A resposta governamental à forte visibilidade alcançada pelo "municipalismo" foi a proposta de criação da Fundação dos Municípios. Formulada por uma comissão que incluía elementos destacados da elite burocrática como Xavier e Mário Augusto Teixeira de Freitas (presidente da Sociedade Brasileira de Estatística e idealizador do IBGE), a proposta foi encaminhada pelo ministro da Justiça - e municipalista notório - Dr. Adroaldo Mesquita da Costa e endossada pelo presidente Dutra. A opção por uma forma organizacional autônoma - a fundação - buscava arrefecer a reação intensa às propostas centralizadoras que eram associadas ao Estado Novo. Segundo o ministro Costa "a estrutura de fundação é a única alternativa eficiente e democrática que combina iniciativa privada e ação governamental. Ela evita de uma vez por todas os inconvenientes e a desconfiança que limitam desde o início a ação exclusiva do governo federal" (citado por Pinto, 1968:175). Vale notar que, no seio da própria comissão, setores da elite técnica, como é o caso de Raphael Xavier, opunham-se à ingerência governamental na ABM e na nova fundação, pelo medo da partidarização do municipalismo. Daí haver insistido na proposta de uma fundação privada. Segundo seus formuladores; o governo federal não estaria oferecendo um "cavalo de Tróia" aos municípios. A nova instituição não seria nem o "falso amigo" nem o "pai super protetor", e só "agiria quando requisitada" (idem). O conselho diretor do novo órgão no entanto deixava entrever seu caráter oficialista, pois incluía desde representantes do Estado Maior das Forças Armadas até representações corporativistas da indústria e do comércio.
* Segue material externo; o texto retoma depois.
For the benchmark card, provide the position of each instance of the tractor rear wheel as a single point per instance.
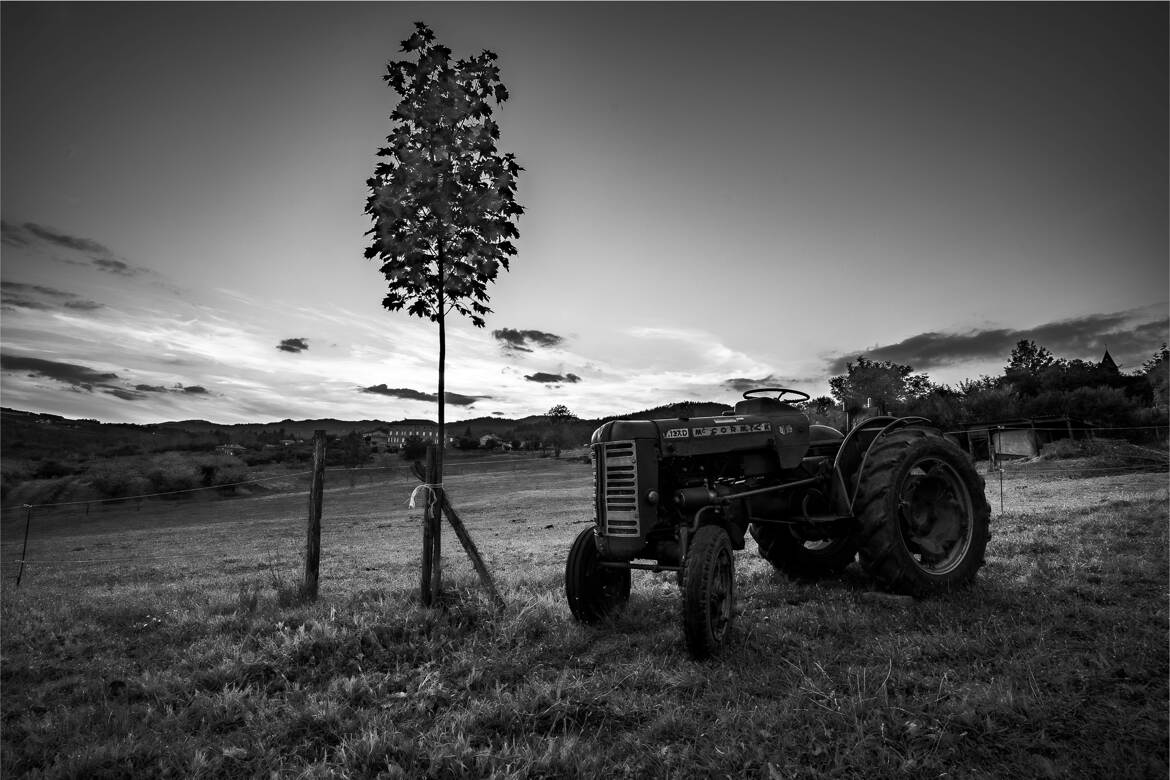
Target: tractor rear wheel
(799, 558)
(924, 520)
(708, 592)
(594, 592)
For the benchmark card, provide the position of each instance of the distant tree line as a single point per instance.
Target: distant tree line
(1034, 384)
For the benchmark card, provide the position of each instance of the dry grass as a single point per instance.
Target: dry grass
(191, 657)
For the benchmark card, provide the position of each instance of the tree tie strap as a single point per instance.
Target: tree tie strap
(433, 489)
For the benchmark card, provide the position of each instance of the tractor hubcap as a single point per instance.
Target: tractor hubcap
(935, 515)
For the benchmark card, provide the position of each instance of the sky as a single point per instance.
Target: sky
(717, 197)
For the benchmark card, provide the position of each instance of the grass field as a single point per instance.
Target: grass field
(166, 641)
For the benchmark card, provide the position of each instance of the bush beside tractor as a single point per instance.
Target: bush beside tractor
(682, 495)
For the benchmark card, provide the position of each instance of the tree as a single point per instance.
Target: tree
(1156, 372)
(442, 197)
(559, 420)
(886, 385)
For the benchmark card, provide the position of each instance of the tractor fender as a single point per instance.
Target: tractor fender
(853, 454)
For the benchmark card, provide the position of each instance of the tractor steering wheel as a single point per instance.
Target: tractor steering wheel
(780, 392)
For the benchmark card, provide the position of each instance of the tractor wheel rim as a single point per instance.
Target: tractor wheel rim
(935, 516)
(721, 595)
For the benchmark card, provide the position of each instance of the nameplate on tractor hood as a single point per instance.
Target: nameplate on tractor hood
(731, 429)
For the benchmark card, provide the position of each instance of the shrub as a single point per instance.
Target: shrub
(118, 480)
(171, 471)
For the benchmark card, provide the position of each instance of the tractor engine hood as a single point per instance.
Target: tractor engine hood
(784, 429)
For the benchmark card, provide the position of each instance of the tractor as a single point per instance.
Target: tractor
(682, 495)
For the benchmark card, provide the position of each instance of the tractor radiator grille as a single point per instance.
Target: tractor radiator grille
(616, 478)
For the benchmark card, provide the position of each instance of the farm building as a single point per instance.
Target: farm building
(998, 440)
(398, 433)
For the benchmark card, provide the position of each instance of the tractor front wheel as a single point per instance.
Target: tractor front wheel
(923, 515)
(708, 592)
(594, 592)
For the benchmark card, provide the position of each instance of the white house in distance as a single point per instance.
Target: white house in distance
(392, 436)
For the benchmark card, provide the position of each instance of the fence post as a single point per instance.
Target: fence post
(432, 545)
(316, 496)
(23, 550)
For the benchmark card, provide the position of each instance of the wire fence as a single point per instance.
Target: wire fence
(179, 525)
(198, 524)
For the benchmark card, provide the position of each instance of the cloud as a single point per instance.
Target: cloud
(68, 241)
(115, 267)
(15, 295)
(12, 235)
(68, 373)
(100, 255)
(542, 377)
(516, 340)
(90, 380)
(405, 393)
(294, 345)
(1126, 335)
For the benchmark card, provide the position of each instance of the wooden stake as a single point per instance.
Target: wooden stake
(473, 552)
(316, 496)
(23, 550)
(432, 532)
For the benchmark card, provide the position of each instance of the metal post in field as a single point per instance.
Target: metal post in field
(316, 497)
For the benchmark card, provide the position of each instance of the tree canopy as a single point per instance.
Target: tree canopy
(442, 195)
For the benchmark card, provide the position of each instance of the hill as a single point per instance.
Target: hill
(31, 435)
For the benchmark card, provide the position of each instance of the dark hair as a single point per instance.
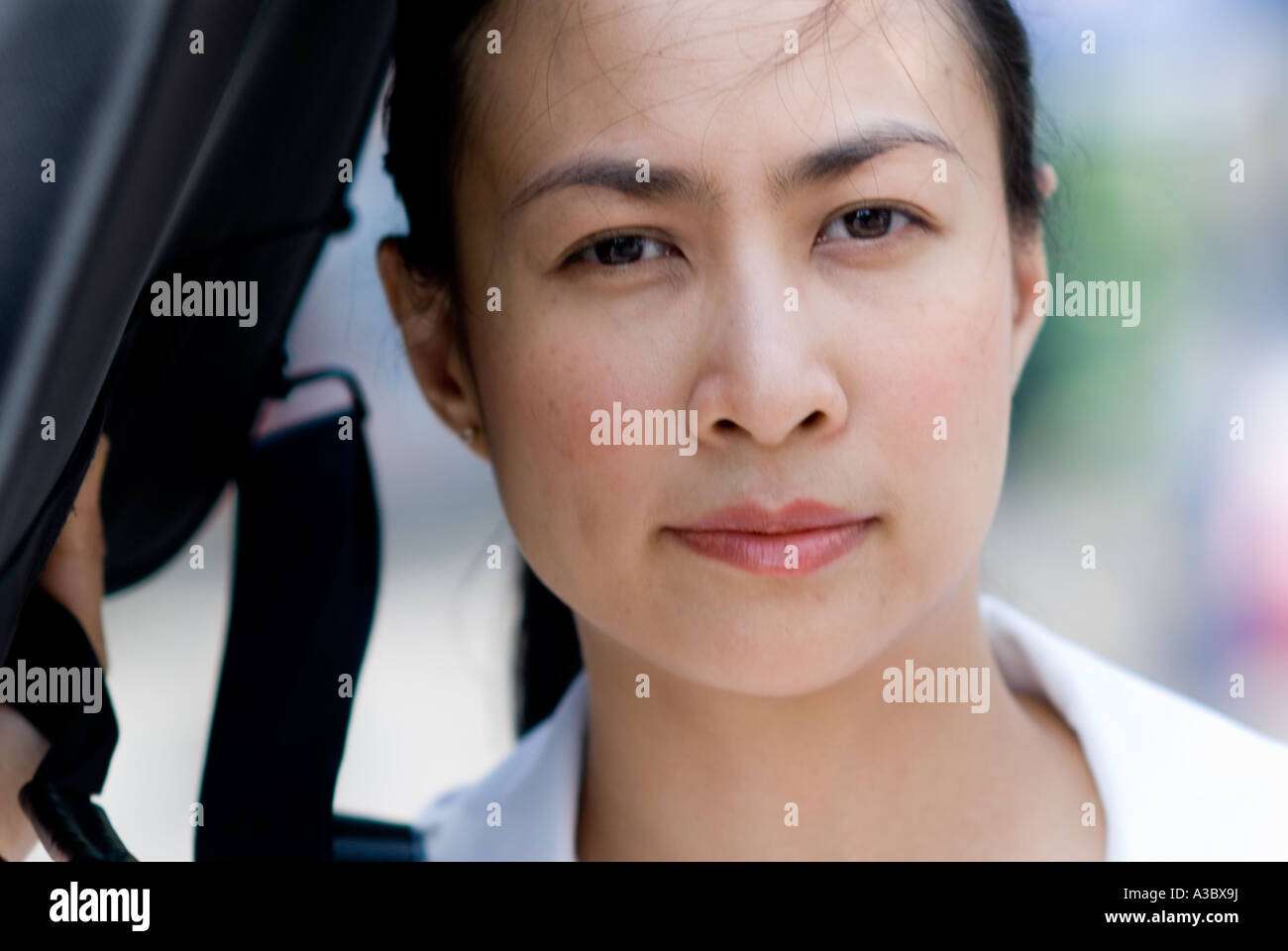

Para setores amplos do movimento municipalista a proposta do novo órgão representava uma estratégia de cooptação do governo central, com possibilidade de esvaziamento da ABM. Durante o I Congresso Brasileiro dos Municípios, realizado em Petrópolis em 1950, esses setores romperam com a liderança técnica da ABM que havia, após resistência inicial, apoiado a proposta. Juntamente com o projeto de criação do Instituto de Administração Municipal, o projeto da Fundação dos Municípios foi rejeitado e a ABM foi consagrada como o braço técnico do municipalismo. Segundo Joaquim Neves Pereira, um dos fundadores do IBAM, ambas as propostas foram rejeitadas por serem entidades semi-oficiais, que poderiam se tornar, portanto, instrumentos de opressão política contra os municípios adversários do grupo do governo em algum momento (Pereira, 1952:57). Após essa rejeição, a elite burocrática da ABM rearticulou um novo projeto divulgado um mês antes da realização do II Congresso Brasileiro de Municípios, em outubro de 1952, em São Vicente, São Paulo. Buscava-se, assim, a mobilização dos municipalistas para a proposta. O projeto foi divulgado na forma de um manifesto aos prefeitos e vereadores do país. O manifesto reiterava que a nova instituição só atuaria quando solicitada e que não era órgão do governo, nem entidade paraestatal. O IBAM, afirmava-se, era uma sociedade civil fundada por homens desinteressados e de boa vontade.(11)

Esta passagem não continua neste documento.